Abimle beraber yatağıma uzanıp
Ağlamaktan yorgun düşmüş bedenlerimiz uykunun kollarına teslim ettik.********
Yıllar önce yazılmış bir mektup gözlerim dalgınlıkla bakmaktadır.
Öyle zor geliyor ki bazen anıları hatırlamak kalbim daralıyor gözlerimden yaş akıyor ama yinede hatırlıyorum anıları ne olursa olsun çekmek zorunda kalıyor insan acıları.
Zarfı elime alıp okumaya başladığımdan gözlerim şaşkınlıkla kocamın oldu
Bu.... bunlar gerçek mi nasıl olabilirdi böyle birşey annem le Kemal amcanın' hiçbir suçları yoktu gerçekten aylardır hem kendime, hemde sevdiklerime, işkence çetirtiyordum.Kemal amca bu mektubu okumam için o kadar çok yalvarsada onları suçlamak daha kolay gelmişti ama şimdi okumadığım için o kadar çok pişmanım ki.
İnsanları anlayacağımız yerde direk onları yargılayıp, suçluyorduk çünkü bu her insana en kolayı geliyordu .
Mektupun sonuna geldiğimde haykırarak ağlamaya başladım.O kadar çok yüksek sesle ağladımki abim yataktan fırladığı gibi beni bağrına bastırıp.
"Şşşııı benim güzel kardeşim"
Deyip saçlarımın arasına öpücükler katmaya başladı.
Çatallı sesimle"Abi bunların hepsi gerçek Kemal amca benim mektubu okumamı istedi ama o kadının söylediklerinden dolayı ben hep annemi suçladım.
Ben annemi suçladığım için hiç bir zaman kendimi affetmeyeceğim" deyip abimin göğsüne biraz daha sokuldum."Kim bu insanlar güzelim.

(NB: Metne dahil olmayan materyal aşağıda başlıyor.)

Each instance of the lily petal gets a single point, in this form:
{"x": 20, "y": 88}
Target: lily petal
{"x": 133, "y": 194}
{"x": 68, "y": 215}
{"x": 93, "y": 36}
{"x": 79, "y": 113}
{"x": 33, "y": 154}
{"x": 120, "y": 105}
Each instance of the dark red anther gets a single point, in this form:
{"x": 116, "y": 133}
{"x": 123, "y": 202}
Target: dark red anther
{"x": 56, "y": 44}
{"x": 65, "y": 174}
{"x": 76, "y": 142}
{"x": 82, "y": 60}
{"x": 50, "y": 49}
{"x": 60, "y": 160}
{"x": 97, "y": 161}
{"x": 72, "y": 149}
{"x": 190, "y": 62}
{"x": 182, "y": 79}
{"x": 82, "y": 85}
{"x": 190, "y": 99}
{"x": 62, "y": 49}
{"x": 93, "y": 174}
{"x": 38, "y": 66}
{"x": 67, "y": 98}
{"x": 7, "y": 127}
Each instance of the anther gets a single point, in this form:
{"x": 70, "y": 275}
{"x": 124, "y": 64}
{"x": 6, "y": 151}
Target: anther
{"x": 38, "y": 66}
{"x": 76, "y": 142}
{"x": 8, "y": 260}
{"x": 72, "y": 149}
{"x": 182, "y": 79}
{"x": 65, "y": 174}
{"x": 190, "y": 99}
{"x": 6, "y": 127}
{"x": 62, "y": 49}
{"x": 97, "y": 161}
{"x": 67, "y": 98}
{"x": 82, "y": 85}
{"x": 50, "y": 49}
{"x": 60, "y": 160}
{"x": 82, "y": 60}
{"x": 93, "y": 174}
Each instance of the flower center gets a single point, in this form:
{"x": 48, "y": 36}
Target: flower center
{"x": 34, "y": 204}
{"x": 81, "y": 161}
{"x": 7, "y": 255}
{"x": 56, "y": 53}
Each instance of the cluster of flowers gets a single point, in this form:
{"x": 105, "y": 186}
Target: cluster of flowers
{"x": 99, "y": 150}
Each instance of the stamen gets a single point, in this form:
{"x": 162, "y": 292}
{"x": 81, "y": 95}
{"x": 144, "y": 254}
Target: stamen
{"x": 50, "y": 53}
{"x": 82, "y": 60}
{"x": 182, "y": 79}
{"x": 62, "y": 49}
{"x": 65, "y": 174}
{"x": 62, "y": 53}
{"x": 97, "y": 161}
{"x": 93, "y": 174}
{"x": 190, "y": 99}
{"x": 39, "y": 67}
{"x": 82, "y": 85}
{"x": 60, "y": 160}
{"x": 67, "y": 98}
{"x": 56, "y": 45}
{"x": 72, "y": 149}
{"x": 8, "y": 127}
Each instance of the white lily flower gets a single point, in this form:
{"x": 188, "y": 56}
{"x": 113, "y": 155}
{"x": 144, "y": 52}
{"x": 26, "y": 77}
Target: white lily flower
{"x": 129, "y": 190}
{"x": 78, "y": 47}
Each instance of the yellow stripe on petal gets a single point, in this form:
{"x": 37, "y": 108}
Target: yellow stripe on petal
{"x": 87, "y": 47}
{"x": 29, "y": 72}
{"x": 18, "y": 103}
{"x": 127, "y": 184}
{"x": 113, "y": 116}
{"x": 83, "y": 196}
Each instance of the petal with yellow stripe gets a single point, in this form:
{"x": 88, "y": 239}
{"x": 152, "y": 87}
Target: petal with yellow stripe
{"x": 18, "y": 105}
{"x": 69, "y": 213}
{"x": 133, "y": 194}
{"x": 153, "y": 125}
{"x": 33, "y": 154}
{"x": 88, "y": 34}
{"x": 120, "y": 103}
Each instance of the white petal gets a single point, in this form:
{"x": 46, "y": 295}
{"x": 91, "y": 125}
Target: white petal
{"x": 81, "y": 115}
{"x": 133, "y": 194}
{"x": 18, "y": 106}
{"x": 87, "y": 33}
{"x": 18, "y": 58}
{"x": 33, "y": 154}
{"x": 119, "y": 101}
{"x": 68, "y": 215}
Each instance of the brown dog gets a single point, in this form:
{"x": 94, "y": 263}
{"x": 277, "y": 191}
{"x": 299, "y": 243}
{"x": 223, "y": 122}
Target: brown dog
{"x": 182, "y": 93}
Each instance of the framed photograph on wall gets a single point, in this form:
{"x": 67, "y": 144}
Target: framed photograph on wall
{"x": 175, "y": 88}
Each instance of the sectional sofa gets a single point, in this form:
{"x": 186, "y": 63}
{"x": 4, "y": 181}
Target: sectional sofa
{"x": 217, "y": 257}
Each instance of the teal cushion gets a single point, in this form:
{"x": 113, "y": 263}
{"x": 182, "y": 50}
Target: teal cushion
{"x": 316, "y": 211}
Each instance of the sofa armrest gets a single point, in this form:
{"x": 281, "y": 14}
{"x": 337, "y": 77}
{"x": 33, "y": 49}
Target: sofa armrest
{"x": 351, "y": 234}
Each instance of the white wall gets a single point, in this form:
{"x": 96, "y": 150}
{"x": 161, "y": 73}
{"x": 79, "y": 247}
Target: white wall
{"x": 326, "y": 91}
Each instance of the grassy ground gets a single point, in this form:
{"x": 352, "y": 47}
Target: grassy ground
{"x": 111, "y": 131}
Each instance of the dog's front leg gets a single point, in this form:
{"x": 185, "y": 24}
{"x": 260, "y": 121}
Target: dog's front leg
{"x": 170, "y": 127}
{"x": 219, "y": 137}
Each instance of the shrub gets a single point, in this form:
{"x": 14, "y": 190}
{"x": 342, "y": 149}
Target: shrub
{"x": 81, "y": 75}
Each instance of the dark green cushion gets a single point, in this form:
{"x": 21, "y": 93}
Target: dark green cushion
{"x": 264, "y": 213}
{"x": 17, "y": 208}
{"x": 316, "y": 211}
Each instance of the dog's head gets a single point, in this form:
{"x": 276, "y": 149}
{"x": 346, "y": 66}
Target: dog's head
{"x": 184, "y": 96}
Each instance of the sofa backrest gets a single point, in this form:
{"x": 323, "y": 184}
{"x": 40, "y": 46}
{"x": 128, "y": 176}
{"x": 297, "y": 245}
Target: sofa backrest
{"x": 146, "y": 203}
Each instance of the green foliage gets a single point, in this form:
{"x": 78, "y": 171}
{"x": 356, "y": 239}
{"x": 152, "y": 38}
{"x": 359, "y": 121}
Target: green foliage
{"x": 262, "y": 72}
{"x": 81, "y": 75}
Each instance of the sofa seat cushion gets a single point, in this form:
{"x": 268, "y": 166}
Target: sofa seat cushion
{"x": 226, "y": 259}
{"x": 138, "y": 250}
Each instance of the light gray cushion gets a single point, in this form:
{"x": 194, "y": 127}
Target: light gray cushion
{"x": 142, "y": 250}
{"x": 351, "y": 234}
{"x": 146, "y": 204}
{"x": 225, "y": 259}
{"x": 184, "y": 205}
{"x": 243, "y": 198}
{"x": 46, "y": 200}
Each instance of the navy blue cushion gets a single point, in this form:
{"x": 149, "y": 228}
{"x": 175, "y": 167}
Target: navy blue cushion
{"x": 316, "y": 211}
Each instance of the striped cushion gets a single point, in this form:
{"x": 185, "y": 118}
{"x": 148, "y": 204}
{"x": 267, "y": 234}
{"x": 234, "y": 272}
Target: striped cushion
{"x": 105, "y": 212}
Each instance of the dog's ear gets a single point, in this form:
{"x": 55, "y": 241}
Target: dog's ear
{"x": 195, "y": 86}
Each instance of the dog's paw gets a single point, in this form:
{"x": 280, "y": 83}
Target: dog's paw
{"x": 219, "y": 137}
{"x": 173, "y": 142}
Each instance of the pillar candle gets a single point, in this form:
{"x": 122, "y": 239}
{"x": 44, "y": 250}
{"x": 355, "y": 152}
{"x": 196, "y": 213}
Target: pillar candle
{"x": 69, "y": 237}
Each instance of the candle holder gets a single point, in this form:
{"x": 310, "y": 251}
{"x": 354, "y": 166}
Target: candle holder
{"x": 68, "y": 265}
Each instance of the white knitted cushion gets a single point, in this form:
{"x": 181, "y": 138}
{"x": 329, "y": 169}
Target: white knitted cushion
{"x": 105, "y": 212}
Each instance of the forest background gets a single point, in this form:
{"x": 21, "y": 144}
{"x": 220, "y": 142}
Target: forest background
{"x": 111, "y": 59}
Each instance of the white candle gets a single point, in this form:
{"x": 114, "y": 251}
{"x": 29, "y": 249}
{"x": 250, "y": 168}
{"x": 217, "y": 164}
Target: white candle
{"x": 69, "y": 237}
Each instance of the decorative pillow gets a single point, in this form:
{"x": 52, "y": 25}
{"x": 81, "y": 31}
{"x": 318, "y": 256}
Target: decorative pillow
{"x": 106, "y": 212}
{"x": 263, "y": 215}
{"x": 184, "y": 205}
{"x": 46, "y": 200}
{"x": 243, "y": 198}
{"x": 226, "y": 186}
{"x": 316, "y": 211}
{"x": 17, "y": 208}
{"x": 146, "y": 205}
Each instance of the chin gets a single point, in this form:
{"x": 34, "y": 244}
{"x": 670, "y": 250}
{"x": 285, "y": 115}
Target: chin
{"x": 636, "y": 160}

Sen onları tanıyormusun?" dediğinde
Başımı olumlu anlamda salladıktan sonra burnumu gürültüyle çekip." Evet abi tanıyorum.
Hakkari'ye gelmemin sebebi bu mektubu okumaya cesaret etmediğimdendir. O kadın bana öyle şeyler söylediki resmen annemin babamı aldattığını söyleyince kan beynime sıçradı.

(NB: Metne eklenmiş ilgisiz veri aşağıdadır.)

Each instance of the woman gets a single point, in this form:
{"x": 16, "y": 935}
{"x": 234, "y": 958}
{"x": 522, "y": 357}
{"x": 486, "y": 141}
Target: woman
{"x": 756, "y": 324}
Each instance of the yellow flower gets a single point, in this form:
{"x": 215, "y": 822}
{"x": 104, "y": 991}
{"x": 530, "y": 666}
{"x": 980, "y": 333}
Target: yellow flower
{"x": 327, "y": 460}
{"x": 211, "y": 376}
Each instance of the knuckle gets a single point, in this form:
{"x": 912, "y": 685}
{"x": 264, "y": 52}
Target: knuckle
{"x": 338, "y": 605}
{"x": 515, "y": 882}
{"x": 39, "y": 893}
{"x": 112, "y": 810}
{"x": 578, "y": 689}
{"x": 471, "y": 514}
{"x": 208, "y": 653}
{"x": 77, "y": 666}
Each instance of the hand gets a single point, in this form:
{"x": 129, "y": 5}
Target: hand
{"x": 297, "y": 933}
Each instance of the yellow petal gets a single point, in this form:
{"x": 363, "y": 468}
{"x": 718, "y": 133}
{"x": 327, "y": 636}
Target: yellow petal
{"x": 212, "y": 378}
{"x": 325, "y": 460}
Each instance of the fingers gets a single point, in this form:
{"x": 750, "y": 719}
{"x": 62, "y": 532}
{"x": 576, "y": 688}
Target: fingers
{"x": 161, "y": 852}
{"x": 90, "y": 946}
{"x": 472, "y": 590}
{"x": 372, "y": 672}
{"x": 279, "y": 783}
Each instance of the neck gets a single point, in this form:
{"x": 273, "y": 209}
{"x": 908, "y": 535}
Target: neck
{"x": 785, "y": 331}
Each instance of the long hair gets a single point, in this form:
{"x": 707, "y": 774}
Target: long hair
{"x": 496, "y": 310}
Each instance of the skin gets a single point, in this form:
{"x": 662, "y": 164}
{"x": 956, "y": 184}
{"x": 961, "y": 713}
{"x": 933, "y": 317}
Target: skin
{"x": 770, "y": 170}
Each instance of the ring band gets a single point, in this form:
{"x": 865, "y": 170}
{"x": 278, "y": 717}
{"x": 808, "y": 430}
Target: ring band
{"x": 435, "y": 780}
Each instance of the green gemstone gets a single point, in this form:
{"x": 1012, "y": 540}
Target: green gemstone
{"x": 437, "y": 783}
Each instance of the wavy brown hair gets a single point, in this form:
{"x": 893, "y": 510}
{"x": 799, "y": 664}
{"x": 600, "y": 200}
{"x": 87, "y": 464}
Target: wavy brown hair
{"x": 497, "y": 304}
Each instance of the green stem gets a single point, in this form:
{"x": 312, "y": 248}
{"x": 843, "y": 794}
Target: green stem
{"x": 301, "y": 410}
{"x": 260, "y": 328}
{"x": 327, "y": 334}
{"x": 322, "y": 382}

O kadın annemle babamın ölümüne sebep olduğu yetmediği gibi birde ölmüş anneme iftiya etti. Ne olur gedelim, bir daha gidelim, o kadının yanına? "Konuşmalarım, yalvarışlarım, abimi kastıkça, kasılıyordu .
Şevketle saçlarımın arasında bir öpücük kondurduktan sonra"Ben çok özür dilerim. Bu kadar acı çekerken hiçbir şey anlamadığım için sana abilik yaptığımı sanarken hiç bir şey yapamadığımı anladım şuanda"
Başımı abimin göğsünden koparıp onun yanağından öperek
" Sakın bir daha böyle konuşma,
Sen bana sadece abilik değil tam tersi her şey oldun."Biraz daha konuştuktan sonra abim gidip Celal amcanın arabasını aldığı gibi yola çıktık.
Bir kaç saat yolculuktan sonra gideceğimiz yere varmıştık.
Abimle birlikte öylece arabanın içinde huzur evine bakıyorduk." Hasret seni üzmemek için çok fazla soru sormak istemiyorum ama bu kadın annemle babamın ölümüne neden sebep olabilirki.
Onlar kaza geçirdiler bunu en iyi sen biliyorsun?"Abimin sorduğu soruya bakışımı abime çevirdim. Suçluluk duyuyordum. Abime yıllardır yalan söylemiştim.